Moving Harvard A Bit Closer to the Rest of the World

The changes Harvard is introducing today are relatively modest in the context of contemporary benefits design, but they represent new circumstances for a workforce that has enjoyed its fringe-benefits package. (In fact, the University’s plan is so competitively attractive that it appears to be enrolling people who have competing plans available through their spouses’ workplaces—a status no employer seeks, given the costs.)

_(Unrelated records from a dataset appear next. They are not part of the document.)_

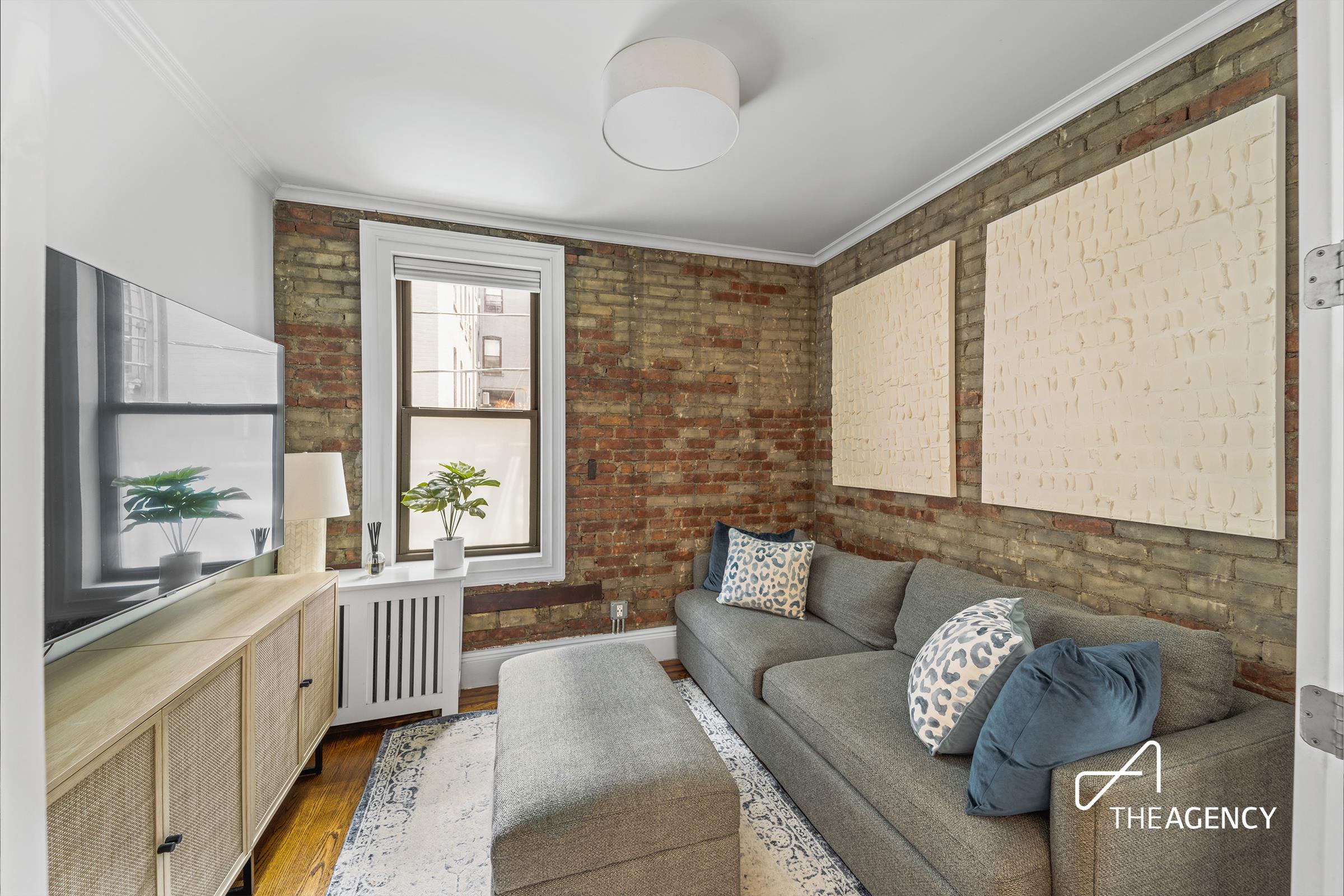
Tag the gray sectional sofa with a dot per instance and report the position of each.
(823, 703)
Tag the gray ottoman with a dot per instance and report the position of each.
(605, 783)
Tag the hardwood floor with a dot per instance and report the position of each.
(296, 855)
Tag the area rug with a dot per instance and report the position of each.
(424, 824)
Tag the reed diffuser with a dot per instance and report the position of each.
(375, 562)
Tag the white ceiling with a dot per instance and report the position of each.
(848, 105)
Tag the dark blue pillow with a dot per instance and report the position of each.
(720, 551)
(1062, 703)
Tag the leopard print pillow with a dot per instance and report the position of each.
(767, 575)
(962, 669)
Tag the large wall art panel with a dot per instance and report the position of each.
(892, 379)
(1135, 338)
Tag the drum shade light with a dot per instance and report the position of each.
(671, 104)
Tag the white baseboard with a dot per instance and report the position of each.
(482, 668)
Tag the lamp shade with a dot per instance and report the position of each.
(315, 487)
(671, 104)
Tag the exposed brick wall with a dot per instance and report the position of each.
(689, 382)
(701, 386)
(1241, 586)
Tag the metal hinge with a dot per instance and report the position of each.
(1323, 277)
(1323, 719)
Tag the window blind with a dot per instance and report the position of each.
(467, 273)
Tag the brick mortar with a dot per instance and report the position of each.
(1241, 586)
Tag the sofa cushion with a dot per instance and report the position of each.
(858, 595)
(1197, 665)
(748, 641)
(852, 711)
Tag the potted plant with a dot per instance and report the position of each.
(169, 499)
(448, 492)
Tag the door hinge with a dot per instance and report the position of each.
(1323, 277)
(1322, 713)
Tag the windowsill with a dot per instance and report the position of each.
(413, 573)
(510, 568)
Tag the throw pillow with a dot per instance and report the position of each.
(767, 575)
(1062, 704)
(720, 551)
(962, 668)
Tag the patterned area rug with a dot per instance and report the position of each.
(424, 824)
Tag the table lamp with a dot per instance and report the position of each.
(315, 491)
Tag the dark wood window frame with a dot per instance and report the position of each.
(407, 412)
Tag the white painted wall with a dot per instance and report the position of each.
(100, 160)
(136, 184)
(24, 93)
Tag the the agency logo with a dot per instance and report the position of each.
(1164, 817)
(1116, 776)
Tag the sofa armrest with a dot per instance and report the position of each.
(1245, 760)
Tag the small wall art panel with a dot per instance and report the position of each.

The University has clearly determined to change the price signals faculty and staff members receive (and to pursue negotiations about such changes with its unionized workforce)—but also, at least initially, to buffer the effects and to lessen them for those who receive lower salaries. In striking the balance among its budgets and health benefits, it has taken pains not to impose enormous risk on any individual or family—a point Newhouse emphasized as fundamental in any program of “shifting financial risks,” particularly where shock losses from a medical crisis or chronic illnesses are a factor. It has also had to balance those factors against the interests of its affiliated, research-oriented, teaching hospitals—which are under varying financial pressures, but with varying levels of market strength and political clout, of their own.

The unfolding experiments in the Massachusetts healthcare marketplace will have an important influence on what further changes, if any, Harvard feels compelled to introduce in the years to come. The interplay among University-affiliated actors involved in delivering medical care, consuming it, balancing budgets, and assessing the effectiveness and efficiency of health policies and services might well become an enlightening conversation, not only within the University community but far beyond.

Read a Gazette story about the benefits changes, with members of the UBC, here.

Disclosure: Although Harvard Magazine Inc. is separately incorporated, employees receive health benefits under the Harvard University insurance plans. Magazine employees who are not members of union bargaining groups are affected by the health-benefits programs and changes reported here.